The situation I can think of when an aircraft had to be brought home empty was when it had a defect, temporary repair for example or ferried home with an engine shut down, that was outside the dispatch manual limits therefore precluding the carriage of passengers.
Richard
Air France spokeswoman said, confirming that the A380 turned back to New York on Monday morning and was grounded there.
The plane had no passengers on board at the time and was returning to Paris for servicing, she added.
Source: AFP
I cannot believe it was being ferried, empty, all the way from New York to Paris just for planned servicing, no airline would do that. I suspect it had a defect that precluded it carrying pax and was being ferried home to be fixed, but the snag meant a return to NY.
Richard
by the way was the 1-11 475 series the GTI of the series, in terms of short fuselage and large engines?

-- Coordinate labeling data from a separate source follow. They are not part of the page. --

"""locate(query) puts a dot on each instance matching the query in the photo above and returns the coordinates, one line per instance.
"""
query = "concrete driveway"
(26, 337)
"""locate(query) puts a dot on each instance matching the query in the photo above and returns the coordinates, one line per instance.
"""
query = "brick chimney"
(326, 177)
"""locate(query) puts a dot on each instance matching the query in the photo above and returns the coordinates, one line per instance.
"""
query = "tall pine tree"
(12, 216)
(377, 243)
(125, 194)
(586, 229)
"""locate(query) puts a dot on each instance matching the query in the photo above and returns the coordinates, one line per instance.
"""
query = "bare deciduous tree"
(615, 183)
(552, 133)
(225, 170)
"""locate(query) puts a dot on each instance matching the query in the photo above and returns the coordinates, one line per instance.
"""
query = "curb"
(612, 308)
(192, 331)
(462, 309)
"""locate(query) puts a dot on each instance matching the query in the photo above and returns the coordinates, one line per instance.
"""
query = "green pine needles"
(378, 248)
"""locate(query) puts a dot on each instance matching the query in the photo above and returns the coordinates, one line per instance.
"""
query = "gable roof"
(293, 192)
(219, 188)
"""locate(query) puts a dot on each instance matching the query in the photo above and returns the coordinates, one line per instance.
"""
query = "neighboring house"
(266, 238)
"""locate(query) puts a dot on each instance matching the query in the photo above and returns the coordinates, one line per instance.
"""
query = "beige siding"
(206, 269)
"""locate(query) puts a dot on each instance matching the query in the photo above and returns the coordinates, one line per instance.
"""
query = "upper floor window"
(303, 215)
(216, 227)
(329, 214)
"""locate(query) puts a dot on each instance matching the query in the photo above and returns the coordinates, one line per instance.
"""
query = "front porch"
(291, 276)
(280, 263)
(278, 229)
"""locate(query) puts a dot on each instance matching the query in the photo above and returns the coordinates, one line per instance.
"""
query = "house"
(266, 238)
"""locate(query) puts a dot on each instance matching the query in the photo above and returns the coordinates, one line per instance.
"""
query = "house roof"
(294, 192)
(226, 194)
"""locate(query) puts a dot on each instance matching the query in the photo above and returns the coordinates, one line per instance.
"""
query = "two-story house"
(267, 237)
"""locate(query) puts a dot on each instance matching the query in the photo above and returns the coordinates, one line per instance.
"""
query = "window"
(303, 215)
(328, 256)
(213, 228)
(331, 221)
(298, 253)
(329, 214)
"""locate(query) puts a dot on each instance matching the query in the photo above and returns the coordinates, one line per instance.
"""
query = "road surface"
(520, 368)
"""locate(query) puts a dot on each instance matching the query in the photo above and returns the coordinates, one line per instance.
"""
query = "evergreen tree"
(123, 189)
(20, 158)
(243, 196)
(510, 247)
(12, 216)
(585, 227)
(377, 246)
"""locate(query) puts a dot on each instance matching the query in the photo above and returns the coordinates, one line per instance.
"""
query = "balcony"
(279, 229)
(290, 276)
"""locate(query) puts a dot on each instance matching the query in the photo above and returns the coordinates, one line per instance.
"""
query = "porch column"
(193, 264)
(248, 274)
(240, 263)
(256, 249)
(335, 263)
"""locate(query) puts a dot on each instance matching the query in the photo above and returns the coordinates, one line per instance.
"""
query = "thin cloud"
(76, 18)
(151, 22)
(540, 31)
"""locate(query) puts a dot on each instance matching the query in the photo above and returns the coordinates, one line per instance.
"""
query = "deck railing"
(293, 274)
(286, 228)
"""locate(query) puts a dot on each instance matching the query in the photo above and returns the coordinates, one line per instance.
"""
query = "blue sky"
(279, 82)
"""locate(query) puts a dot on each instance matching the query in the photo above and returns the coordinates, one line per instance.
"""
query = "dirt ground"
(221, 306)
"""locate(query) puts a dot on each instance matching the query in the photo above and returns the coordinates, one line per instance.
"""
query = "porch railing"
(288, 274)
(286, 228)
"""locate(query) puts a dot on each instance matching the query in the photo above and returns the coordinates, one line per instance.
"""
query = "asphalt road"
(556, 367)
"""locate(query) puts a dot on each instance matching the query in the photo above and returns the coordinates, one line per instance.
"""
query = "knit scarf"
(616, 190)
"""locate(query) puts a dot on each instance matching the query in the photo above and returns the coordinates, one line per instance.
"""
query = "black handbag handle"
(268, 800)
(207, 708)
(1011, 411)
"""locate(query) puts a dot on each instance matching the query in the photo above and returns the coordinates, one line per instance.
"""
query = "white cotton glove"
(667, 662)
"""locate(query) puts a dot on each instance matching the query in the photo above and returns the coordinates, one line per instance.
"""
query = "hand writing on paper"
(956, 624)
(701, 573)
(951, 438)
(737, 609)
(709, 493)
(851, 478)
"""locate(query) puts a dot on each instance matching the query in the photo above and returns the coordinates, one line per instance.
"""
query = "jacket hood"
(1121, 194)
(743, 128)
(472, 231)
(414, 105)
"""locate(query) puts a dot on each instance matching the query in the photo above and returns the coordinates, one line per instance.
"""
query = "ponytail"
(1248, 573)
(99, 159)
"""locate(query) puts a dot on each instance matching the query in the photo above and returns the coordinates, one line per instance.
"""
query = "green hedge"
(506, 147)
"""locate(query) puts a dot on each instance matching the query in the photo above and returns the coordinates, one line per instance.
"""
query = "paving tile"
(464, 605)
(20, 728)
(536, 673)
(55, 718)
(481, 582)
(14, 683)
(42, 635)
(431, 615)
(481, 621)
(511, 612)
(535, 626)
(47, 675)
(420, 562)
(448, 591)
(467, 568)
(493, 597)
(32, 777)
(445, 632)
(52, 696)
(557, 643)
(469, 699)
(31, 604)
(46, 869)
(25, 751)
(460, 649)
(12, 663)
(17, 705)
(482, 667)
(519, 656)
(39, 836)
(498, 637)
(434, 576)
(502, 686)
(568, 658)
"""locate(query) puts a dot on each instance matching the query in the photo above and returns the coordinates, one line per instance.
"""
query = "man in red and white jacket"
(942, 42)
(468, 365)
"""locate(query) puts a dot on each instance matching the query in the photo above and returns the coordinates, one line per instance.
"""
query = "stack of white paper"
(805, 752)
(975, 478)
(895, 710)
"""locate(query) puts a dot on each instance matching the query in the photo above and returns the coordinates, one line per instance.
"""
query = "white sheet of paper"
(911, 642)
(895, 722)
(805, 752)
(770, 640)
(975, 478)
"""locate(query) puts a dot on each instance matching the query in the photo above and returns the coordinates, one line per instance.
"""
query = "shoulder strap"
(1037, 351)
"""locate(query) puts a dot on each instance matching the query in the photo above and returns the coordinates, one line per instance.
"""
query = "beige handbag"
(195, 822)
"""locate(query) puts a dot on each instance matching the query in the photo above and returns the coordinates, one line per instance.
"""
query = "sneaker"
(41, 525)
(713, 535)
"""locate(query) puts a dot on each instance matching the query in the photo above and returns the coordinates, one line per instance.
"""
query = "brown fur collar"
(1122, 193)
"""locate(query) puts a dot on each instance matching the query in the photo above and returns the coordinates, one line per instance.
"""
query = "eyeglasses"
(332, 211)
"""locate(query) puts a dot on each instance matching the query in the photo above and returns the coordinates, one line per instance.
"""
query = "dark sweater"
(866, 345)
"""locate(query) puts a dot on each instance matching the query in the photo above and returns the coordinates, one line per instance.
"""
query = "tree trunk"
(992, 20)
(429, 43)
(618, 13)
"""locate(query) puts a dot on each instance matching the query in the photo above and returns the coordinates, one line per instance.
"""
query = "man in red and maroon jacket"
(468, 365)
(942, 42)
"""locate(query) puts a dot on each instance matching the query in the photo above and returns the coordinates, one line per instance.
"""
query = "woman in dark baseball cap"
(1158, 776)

Not really a GTi but it did have the 500 srs wing and small fuselage with short/rough airfield operation in mind. It had larger main wheels that did not fit in the undercarriage bay, solved with bulged main gear doors, then big area’s of the fuselage and flaps was covered on a protective layer of glass fibre. One I was involved with was G-AZUK which had lived in Peru, that had a large dent in the wing leading edge where it had hit a Llama, and the air con ducts were full of stones and dirt.
Richard
Runway06
The BAe 1-11 falls in to the banned group which is why the ex BA fleet mostly went to places like Nigeria. Some executive ones, if any are still in use, are exempt I think.
All the other noisy things like Tridents, Caravelles, CV990’s, VC10s, Early DC9’s, Concorde, IL62, 737-200 have gone apart from any military/private ones.
You suddenly realise that most of the second generation jet airliners are history.
Richard
It really makes me realise how lucky we are in the UK, in that very same line up of airworthy Hind variant/Gladiator/Tutor can still be seen at Old Warden, 80 years on. Amazing.
Happy Christmas everyone.
Richard
The last 2.111 to actually fly in the UK would be Doug Arnold’s G-BDYA, in 1977…unless someone knows otherwise?
Chumpy
Chumpy
Yes I am sure your right, the next flyer would have been the one Neil Williams was delivering that very sadly did not make it. The Duxford one was flown in but slung beneath a helicopter so that does not count.
Richard
Just had a Tristar low and slow go past me in mid Hampshire on a North Westerly heading. The air is so clear I watched it for ages without any change in its heading. It makes a change from the usual fare of Chinooks and Lynx.